Questo film ha inoltre il grandioso merito che, durante la visione, riesce quasi a farti dimenticare che esiste un originale, ti fa scordare quasi che sai già come andrà a finire. Ti porta ancora una volta a scommettere, anche se sai già chi andrà a vincerla.


Funny Games è un film sulla nostra voglia di vedere la violenza e sulla messa in scena di quest’ultima. Il “cattivo” continua a parlarci, ci chiede di scommettere, di giocare o se vogliamo che quella violenza finisca. Noi ancora oggi non riusciamo a dirgli di no, non riusciamo a staccare gli occhi dallo schermo o ad uscire dalla sala. Vogliamo continuare a guardare, in una situazione simile a quella creata dal Genio ne La finestra sul cortile in cui volevamo che James Stewart ci facesse continuamente spiare col binocolo insieme a lui. Questa è la vera genialità di Michael Haneke, che al termine della visione ci fa riflettere su quello che siamo diventati: una società di persone che vogliono vedere sempre di più sullo schermo la sofferenza e il dolore. Ed è proprio questo il senso più profondo del geniale remake di Haneke.
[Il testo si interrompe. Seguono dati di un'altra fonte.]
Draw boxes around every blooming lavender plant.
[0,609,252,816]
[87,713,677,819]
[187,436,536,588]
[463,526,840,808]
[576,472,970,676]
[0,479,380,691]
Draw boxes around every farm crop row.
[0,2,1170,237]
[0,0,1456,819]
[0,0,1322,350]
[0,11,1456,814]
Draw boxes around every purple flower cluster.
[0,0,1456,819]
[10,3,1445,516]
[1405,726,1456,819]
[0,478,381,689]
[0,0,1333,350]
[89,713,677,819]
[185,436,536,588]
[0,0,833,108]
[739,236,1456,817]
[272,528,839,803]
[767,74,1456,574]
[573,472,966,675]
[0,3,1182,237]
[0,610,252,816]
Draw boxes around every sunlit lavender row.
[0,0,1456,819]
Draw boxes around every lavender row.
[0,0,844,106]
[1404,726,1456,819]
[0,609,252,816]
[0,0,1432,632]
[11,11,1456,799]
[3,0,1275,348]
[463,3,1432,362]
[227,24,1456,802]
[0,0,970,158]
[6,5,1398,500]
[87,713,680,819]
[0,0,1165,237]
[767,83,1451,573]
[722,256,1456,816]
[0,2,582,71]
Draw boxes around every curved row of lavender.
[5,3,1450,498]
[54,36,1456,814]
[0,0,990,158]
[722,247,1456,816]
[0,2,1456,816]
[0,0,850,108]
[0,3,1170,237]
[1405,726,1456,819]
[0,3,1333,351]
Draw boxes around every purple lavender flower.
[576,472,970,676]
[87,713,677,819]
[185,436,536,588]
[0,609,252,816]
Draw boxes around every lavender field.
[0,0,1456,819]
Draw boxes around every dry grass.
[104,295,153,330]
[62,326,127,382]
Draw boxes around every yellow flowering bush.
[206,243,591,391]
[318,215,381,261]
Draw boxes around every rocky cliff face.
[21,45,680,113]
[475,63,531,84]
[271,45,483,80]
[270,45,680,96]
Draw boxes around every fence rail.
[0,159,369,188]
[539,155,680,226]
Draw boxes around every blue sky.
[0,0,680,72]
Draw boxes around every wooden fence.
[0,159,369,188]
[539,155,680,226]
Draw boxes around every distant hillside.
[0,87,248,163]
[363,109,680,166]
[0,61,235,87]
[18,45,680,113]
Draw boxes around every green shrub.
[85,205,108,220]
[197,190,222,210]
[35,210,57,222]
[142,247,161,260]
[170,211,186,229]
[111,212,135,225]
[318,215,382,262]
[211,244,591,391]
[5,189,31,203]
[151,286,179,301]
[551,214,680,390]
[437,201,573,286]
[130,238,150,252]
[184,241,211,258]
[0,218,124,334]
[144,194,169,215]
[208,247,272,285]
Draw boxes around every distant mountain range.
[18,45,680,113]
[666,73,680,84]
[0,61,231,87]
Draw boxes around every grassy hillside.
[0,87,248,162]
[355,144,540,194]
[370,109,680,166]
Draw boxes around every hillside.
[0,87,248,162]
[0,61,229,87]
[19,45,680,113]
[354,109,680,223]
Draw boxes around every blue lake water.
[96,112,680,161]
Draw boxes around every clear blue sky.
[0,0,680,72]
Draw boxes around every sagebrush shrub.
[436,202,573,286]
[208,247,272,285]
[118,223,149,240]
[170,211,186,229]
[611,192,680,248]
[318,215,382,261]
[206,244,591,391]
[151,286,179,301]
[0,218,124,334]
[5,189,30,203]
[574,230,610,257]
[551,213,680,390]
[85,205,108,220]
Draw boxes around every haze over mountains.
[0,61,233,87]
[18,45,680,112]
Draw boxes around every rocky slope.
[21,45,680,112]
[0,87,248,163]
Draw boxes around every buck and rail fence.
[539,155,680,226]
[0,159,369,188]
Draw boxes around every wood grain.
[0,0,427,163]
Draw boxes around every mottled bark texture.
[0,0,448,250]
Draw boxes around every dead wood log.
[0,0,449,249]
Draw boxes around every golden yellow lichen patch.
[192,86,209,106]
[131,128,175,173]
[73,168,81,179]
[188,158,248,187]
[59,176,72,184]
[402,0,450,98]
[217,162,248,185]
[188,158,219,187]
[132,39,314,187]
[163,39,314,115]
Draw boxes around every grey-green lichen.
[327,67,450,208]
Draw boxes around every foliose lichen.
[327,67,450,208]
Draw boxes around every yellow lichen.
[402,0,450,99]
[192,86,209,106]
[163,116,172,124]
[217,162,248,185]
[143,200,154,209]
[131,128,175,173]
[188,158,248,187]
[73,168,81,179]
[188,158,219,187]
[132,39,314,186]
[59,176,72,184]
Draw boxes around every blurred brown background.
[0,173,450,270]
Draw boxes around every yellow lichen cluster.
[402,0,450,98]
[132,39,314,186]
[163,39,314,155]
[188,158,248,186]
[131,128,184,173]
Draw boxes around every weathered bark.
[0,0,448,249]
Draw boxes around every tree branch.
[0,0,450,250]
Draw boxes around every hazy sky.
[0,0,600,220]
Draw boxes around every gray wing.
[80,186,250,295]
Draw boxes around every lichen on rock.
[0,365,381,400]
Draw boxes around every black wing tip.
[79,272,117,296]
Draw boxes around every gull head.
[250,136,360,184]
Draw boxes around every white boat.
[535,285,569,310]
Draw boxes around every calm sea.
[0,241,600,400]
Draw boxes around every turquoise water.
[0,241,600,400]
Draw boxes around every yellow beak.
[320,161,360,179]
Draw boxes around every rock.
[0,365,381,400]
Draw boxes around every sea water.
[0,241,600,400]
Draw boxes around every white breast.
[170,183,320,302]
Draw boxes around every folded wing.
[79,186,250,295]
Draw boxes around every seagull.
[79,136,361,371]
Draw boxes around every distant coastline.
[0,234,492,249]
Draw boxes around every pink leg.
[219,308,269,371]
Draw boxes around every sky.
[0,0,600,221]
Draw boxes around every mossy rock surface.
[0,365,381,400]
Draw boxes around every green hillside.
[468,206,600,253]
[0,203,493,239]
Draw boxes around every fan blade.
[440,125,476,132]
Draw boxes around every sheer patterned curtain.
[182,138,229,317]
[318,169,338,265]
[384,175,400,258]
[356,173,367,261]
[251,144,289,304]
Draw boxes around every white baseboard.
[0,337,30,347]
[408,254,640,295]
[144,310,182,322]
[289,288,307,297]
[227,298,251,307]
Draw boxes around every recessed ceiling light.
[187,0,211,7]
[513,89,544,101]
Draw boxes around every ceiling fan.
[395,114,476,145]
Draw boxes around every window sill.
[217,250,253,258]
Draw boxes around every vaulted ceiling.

Sappiamo già come va a finire il film, facciamo sempre più dichiarazioni della volontà di ricercare una maggiore purezza nelle immagini, diciamo che i film exploitation sulla violenza sono robaccia, che un film dove c’è violenza senza senso non dovrebbero esistere. Eppure… siamo proprio sicuri di averlo capito? Siamo proprio sicuri di essere diversi da… 10 anni fa?